Previously insurmountable challenges posed by stringent requirements of simultaneous compact size, high bandwidth, high to moderate efficiency, and circular polarization operation at UHF have been surpassed by a unique design employing layered magnetodielectric materials. To achieve percentage bandwidth values in excess of 50% for an antenna with a maximum dimension of 0.15λ three approaches for bandwidth enhancement are combined in a proper fashion. A volumetric source, as opposed to printed planar or wire sources, inherently provides higher bandwidth and is used as the fundamental radiating element of the antenna. The radiating structure is made up of layered magnetodielectric material with proper design of permittivity and permeability values forming a magnetodielectric resonator antenna (MDRA). Noting that miniaturization and wave impedance in the MDRA are, respectively, proportional to the square-root of the product and ratio of the permeability and permittivity, moderate values of permittivity and permeability are used to enhance the bandwidth while achieving considerable miniaturization.
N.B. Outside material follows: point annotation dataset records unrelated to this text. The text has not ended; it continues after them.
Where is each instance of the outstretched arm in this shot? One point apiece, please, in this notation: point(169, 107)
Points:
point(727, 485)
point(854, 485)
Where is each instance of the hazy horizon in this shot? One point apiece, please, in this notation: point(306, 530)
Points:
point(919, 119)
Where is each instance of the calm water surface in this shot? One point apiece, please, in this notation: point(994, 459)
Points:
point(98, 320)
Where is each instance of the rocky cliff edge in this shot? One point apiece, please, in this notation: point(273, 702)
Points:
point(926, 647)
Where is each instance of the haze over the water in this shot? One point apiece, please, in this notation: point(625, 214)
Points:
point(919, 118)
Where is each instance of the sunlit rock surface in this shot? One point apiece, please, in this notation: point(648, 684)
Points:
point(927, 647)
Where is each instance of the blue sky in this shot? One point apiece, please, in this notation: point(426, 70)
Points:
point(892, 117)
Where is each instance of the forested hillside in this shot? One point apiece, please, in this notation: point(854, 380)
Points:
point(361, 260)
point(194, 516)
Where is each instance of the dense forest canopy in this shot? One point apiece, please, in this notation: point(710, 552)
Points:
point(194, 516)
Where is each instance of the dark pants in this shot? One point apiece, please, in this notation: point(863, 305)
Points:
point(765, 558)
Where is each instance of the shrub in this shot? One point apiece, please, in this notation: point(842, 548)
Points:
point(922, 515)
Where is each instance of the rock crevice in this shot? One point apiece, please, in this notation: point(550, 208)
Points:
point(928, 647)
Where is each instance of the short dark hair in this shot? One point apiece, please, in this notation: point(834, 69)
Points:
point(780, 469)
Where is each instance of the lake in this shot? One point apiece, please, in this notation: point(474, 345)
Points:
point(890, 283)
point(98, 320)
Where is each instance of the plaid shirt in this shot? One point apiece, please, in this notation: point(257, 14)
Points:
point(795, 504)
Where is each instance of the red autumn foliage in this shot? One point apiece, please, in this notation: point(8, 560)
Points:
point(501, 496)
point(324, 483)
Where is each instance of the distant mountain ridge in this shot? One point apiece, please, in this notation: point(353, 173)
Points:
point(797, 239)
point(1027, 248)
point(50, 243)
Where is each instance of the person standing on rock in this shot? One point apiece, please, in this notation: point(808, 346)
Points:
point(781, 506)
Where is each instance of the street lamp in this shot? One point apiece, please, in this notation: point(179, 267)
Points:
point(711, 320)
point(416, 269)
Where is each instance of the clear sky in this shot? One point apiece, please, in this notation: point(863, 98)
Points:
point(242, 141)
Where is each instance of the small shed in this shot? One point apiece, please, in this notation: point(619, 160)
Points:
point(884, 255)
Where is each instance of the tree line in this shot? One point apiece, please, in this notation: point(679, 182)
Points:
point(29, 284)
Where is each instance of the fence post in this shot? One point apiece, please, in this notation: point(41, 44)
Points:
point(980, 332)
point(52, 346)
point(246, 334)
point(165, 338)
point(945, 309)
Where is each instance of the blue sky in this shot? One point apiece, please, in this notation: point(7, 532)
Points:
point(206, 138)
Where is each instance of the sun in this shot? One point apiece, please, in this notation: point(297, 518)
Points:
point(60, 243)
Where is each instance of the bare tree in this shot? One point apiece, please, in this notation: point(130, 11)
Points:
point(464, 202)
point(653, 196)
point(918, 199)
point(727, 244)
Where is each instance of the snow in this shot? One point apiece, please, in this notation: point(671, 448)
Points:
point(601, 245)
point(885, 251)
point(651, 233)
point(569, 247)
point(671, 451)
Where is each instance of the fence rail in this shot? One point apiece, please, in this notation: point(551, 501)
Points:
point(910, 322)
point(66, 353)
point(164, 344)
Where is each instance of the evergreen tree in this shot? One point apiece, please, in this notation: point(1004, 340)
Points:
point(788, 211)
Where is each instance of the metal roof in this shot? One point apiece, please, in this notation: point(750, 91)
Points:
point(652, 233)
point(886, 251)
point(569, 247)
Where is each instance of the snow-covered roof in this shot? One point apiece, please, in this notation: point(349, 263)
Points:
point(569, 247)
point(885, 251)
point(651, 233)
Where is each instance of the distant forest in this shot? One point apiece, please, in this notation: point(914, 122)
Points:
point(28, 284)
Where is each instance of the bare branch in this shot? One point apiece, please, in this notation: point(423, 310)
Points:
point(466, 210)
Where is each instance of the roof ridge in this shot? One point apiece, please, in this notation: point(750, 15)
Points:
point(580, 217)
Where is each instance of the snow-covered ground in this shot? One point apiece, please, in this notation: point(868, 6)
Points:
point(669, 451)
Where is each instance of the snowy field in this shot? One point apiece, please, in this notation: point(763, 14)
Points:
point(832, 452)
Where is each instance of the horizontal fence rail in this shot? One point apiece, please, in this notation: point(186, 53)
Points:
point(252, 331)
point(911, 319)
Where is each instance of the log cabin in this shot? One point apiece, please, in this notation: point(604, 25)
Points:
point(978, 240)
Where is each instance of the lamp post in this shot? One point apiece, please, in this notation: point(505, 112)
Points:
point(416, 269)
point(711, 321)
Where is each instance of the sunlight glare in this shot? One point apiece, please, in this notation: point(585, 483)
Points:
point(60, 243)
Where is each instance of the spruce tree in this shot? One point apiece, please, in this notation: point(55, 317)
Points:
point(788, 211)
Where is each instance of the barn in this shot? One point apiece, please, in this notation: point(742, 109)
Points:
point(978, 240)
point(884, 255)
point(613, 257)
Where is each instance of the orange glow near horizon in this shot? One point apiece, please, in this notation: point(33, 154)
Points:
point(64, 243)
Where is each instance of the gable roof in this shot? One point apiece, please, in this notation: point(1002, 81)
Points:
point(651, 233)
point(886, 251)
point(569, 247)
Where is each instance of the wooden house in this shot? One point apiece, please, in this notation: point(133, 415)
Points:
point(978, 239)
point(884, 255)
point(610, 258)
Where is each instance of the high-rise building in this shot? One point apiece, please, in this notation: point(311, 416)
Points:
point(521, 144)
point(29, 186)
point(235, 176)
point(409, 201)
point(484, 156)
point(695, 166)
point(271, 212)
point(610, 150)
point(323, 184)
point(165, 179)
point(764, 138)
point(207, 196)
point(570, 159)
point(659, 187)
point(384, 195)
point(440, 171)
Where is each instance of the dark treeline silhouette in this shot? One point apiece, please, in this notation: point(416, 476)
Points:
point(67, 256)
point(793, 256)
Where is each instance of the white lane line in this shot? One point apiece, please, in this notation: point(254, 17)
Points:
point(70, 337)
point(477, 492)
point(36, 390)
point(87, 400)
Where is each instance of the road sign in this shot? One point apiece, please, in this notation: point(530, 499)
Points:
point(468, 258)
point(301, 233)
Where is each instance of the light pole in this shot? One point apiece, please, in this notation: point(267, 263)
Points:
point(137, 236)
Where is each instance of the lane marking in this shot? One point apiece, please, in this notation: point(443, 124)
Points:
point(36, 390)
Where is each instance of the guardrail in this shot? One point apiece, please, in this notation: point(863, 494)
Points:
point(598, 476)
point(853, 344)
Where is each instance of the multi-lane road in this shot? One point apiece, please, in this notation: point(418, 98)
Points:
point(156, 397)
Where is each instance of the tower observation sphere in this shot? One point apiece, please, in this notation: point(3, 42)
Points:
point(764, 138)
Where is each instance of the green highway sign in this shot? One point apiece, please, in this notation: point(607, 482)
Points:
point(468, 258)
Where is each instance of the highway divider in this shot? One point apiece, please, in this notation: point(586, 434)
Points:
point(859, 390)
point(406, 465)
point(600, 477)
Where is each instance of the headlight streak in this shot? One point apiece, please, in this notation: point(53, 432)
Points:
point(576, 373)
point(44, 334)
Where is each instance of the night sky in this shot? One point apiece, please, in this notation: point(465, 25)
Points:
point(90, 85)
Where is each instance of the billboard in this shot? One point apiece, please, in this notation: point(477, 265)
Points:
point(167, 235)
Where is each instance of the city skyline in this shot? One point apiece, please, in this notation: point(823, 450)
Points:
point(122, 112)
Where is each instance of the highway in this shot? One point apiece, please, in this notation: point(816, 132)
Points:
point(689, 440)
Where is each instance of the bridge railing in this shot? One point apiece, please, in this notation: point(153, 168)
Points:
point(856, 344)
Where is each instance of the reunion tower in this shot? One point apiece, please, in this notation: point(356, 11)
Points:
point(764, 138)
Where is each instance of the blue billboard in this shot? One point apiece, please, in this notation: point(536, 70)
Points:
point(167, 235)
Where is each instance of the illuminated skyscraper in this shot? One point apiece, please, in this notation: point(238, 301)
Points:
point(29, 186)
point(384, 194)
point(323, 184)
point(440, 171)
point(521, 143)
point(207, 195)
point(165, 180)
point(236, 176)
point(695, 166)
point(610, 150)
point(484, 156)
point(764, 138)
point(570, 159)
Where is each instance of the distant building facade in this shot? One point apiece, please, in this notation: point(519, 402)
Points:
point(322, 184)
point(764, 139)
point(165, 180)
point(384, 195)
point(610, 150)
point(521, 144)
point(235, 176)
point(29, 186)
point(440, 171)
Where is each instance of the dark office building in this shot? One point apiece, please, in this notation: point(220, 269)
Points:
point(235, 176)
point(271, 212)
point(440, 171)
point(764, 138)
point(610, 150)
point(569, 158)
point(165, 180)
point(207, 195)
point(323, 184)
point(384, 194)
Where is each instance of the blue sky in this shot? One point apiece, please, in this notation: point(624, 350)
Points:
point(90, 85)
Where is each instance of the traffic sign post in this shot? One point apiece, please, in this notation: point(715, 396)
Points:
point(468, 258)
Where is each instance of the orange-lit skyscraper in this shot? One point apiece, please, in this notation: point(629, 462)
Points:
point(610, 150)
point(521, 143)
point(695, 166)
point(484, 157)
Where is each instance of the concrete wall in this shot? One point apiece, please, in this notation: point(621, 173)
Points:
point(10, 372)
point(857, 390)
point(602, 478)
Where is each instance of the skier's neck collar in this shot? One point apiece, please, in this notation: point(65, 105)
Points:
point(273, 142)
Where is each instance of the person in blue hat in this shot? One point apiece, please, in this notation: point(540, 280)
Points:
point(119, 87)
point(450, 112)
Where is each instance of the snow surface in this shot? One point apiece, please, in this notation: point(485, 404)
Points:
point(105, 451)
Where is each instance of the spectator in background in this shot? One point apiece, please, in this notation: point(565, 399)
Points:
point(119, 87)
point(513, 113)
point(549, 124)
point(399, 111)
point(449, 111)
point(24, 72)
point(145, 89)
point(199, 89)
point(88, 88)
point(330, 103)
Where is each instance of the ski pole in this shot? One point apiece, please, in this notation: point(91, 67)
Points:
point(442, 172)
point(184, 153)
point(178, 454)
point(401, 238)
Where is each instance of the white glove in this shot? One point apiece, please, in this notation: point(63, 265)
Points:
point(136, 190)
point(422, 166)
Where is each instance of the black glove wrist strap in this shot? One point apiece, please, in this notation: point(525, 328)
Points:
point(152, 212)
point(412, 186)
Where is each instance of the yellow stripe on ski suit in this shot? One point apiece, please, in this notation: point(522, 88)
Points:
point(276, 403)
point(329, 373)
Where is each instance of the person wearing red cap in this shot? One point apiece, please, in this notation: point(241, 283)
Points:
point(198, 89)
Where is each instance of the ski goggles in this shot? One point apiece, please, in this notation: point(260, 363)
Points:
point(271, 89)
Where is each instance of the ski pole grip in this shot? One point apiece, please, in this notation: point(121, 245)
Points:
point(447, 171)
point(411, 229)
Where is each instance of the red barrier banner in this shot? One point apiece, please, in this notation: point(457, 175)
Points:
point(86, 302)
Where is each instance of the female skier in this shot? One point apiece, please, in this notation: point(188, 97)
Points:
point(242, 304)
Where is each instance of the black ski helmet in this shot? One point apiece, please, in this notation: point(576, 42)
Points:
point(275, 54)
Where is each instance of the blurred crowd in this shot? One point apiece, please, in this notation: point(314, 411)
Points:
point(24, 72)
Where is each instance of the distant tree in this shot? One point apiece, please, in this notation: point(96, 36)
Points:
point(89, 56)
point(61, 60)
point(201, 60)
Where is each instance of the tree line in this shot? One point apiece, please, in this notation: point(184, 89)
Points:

The third method for bandwidth enhancement is based on the integration of a resonant feed and many parasitic elements into the MDRA structure. Square symmetry of the MDRA is used to obtain circular polarization operation. A prototype small UHF antenna operating over 240-420 MHz with a linear dimension smaller than 0.15λ at the lowest frequency is fabricated and tested; the results are summarized in this paper.